Before delving into the steps manufacturers and suppliers can take now to help thwart the threat of governmental scrutiny, a quick refresher on what the RPA prohibits may be useful.

  • A product of the Great Depression, Congress passed the RPA to prohibit suppliers from giving large scale purchasers more favorable pricing compared to “Mom and Pop” type stores.  The ultimate goal was to protect and preserve the Mom and Pops from the larger retailers’ superior buying and negotiating power and the suppliers’ willingness to favor those large-scale – and higher volume – buyers.  
  • The RPA thus prohibits sellers of goods in interstate commerce from contemporaneously charging different prices for goods of like grade and quality to competing customers if the effect may be to substantially lessen competition or tend to create a monopoly.  Likewise, the suppliers cannot discriminate between buyers in terms of advertising, promotional or merchandising services they pay for or provide.  The concept of “prices” charged can include rebates, loyalty discounts, and other types of “rewards” offered to a seller’s customer without offering the same to that customer’s competitor.      
  • To prevail, a RPA plaintiff must show that either sales or profits (in sufficient volume) were diverted to the competing “favored” seller or that the conduct went on for a sufficiently long enough period of time such that a harm to competition can be inferred.  Marshalling sufficient evidence to satisfy these requirements can be arduous, and even if successful, the amount of damages for the lost sales or profits may not be particularly high.
  • A RPA defendant can argue, in turn, that the plaintiff does not compete with the customer that received the more favorable pricing, that the RPA defendant charged the different prices in order to “meet or beat” the prices charged by its competitors; that the costs associated with supplying to buyer X were higher than to buyer Y, due to, for example, higher delivery or transportation costs; that changing conditions in the market place justify a lowered price to one buyer (a defense usually associated with perishable goods); and that programs providing lower prices or favorable sales terms were practically available to the competing customer – that is, known and attainable – and the competing customer chose not to take advantage of the programs.  Proof of these various defenses is often quite fact intensive.      

Key Takeaways

Given the FTC’s renewed interest in enforcement of the RPA, now is the time to assess compliance with the RPA, particularly in an industry of interest to the antitrust enforcement agencies.

At a minimum, a company’s antitrust compliance training should include RPA topics to ensure employees understand the potential risk in this area. 

Companies also should review pricing policies and marketing strategies to assess the potential risk of RPA claims.  A company should determine whether it offers different prices to competing resellers for the purchase and resale of the same products.

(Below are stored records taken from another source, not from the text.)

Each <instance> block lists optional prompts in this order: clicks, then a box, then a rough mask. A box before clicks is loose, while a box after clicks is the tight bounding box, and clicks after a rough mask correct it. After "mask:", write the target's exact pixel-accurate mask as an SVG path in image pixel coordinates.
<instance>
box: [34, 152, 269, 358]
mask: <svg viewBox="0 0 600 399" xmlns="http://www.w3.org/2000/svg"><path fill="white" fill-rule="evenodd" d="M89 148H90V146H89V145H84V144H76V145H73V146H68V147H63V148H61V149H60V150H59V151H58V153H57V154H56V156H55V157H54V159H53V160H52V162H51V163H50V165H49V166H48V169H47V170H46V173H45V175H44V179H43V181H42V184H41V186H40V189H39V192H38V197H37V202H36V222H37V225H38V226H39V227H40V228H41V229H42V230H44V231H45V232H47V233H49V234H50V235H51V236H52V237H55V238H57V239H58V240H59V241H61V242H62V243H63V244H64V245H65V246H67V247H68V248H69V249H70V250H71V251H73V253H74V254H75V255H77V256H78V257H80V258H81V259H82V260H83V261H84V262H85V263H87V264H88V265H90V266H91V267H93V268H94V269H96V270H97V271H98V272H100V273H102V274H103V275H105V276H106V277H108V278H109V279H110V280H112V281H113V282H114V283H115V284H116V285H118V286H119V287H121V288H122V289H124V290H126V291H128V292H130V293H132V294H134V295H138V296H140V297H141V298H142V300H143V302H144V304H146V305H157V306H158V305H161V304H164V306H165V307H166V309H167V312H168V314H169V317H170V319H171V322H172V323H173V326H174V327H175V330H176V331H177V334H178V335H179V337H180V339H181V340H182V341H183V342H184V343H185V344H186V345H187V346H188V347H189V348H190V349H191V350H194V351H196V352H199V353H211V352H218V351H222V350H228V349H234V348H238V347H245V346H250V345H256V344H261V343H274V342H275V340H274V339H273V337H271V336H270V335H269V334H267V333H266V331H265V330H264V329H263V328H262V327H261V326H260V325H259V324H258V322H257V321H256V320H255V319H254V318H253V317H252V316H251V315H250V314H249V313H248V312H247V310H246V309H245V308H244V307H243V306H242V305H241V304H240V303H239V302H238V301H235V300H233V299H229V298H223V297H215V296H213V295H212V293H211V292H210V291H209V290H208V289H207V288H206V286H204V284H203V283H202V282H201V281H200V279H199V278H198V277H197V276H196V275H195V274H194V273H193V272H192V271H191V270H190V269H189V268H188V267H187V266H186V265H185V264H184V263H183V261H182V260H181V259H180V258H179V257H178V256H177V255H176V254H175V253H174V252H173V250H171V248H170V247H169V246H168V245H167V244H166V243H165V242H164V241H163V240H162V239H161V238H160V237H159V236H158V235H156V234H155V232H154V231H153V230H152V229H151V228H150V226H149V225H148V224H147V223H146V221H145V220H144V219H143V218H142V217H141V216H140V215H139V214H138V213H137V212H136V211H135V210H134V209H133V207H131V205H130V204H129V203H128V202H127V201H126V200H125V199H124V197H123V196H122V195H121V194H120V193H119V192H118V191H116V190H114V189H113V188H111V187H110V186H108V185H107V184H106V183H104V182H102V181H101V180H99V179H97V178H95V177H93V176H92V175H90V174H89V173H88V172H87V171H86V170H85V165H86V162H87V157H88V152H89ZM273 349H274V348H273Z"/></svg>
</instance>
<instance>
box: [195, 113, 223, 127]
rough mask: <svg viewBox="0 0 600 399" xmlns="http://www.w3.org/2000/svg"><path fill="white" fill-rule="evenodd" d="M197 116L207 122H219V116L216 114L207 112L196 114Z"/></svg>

If so, a company should evaluate why those price differentials exist.  For example, if the company offered the lower price to meet (but not beat) a competitive offer, that discount may be acceptable under the RPA.  The same may be true if the lower price is practically available to the company’s competing resellers – do those competing resellers know about the favorable pricing and are able to achieve the thresholds required to obtain that favorable pricing? Companies should look beyond sticker price, and evaluate other pricing related programs such as rebates, volume discounts, and distribution incentive programs to assess RPA compliance.  While defenses may exist to permit disproportionate treatment of competing resellers, that analysis can be nuanced and must be justified to pass muster under the RPA.

A seller should undertake a similar assessment for the promotional support and services the company pays for or provides to competing resellers to assist in the resale of its products.  If promotional support differs between competing resellers, further assessment is needed to determine if that support is made on proportionally equal terms.  In light of the anticipated RPA enforcement revival, it is certainly possible that some state attorneys general may attempt to enforce the state antitrust act analogues to the RPA which cover intrastate sales, and in some cases, apply to services as well as goods.  Any renewed RPA enforcement activity could certainly spur private litigation as well.

Businesses should monitor these developments as the FTC searches for its RPA test case and the landscape for RPA enforcement evolves.